The same sweat that marks his forehead whenever God dishes up this memory. Along with all the others.

I should have said, ‘…it has to be a combination of intensity and notation. The musical phrases alone aren’t enough to differentiate any musical piece from myriads of others. But if you take one or more additional data sets on top of that —intensity, dynamics, you should be able to narrow the selection down to a few, or even one choice. That’s the ideal. Still, it’s so fast. I wonder how it can all be done in so short a period of time. That’s the miracle.

But he didn’t. He muttered, ‘…probably a database of some kind.’

An insult to their level of conversation. Sweat on the brow. Even today, this far down the line.

Bill has to leave. They say their goodbyes, and he will sit in the coffee shop for another half-hour then stop at the grocery store to replenish his supply of milk for tomorrow’s coffee.

He glances over, sees the side of Sean’s head, attempts to hear his voice. Over and over again.

On the fifteenth glance —he is gone. The chair is empty. The other people he’s been talking to are still there. He looks over toward the washroom, Sean is exiting, and they lock eyes. It’s confirmation. This is the man; this must be opportunity.

‘Hey, it’s Sean, right?’

‘Yes. Hi! How’s things?’

‘Nice to see you. You’re on the music scene sometimes. I’ve seen you in a couple of audiences.’

‘Just a spectator. I don’t play. You too. How have you been?’

They shake hands.

‘Great. It’s been a while.’

‘Listen, I remember a conversation a long time ago at my wife’s place. I think it was one of Tess’s birthdays. You brought up the apps that identify music. I think you were speculating on the method used to select a match for a user’s request. You know what? I embarrassed myself. I didn’t answer that properly. I’ve been thinking about it. I suspect it’s a combination of things.’

Sean is looking at him. Some question forming.

‘I was thinking it could be intensity – and notes – the notes – combinations of notes might be the same in a lot of songs…’

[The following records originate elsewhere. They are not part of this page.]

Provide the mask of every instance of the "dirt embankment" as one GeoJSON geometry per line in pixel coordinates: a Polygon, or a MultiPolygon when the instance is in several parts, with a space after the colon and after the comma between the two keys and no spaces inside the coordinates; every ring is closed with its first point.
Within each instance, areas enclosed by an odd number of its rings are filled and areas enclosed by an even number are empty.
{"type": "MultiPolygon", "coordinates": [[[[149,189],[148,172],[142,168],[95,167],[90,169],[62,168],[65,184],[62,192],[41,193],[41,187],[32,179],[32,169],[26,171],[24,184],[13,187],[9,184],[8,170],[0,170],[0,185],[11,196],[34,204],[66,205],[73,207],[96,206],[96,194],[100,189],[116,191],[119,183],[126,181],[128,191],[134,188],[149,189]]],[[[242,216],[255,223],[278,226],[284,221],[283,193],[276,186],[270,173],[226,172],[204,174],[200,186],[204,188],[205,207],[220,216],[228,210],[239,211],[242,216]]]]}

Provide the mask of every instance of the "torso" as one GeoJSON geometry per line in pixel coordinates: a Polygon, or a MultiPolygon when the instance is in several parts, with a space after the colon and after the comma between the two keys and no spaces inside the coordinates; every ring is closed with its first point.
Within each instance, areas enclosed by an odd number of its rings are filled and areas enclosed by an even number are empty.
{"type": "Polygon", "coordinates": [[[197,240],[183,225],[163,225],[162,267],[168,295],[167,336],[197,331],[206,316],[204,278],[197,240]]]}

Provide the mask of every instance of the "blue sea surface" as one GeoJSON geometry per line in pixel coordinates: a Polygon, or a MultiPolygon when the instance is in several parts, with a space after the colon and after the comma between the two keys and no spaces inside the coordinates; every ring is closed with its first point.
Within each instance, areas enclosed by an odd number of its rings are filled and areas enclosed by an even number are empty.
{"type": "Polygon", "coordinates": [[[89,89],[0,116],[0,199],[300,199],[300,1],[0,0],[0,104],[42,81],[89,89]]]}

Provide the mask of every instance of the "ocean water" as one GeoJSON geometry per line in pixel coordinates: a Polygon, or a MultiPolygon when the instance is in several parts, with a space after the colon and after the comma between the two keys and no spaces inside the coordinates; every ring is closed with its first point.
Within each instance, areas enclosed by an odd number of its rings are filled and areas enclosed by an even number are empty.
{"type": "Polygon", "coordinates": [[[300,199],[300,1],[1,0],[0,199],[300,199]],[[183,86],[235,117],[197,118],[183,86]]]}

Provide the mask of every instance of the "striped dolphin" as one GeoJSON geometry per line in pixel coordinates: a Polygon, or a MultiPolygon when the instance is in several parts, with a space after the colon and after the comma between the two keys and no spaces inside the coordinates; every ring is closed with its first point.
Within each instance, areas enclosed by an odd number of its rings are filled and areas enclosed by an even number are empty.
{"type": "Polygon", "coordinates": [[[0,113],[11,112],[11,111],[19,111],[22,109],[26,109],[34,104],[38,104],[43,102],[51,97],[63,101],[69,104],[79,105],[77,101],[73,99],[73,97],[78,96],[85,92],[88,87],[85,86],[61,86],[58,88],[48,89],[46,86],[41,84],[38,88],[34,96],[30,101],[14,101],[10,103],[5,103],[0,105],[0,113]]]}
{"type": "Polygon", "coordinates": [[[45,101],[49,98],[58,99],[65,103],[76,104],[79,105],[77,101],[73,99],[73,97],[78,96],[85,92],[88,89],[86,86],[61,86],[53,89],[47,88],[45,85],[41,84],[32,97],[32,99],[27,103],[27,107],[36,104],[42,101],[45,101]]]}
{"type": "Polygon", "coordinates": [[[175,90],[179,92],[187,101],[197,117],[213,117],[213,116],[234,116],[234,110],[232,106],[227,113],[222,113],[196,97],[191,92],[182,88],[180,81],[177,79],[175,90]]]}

There is no recognition. Sean’s face displays a kind of query.

He is unable to cement the look. Incongruous.

‘…so —intensity —and notes. Maybe something like that…’

…does he not remember?

‘That’s interesting. You could Google it. It’s probably a database of some kind.’

This picture is different. His mind reels and echoes, seeking comfort.

Say something else. Clarify.

‘I thought about that. Yeah. That’s probably it.’

‘Anyway, nice to see you.’

‘You too.’

He packs up, avoids looking to his right and begins his journey to the grocery store, sweat beading at his brow.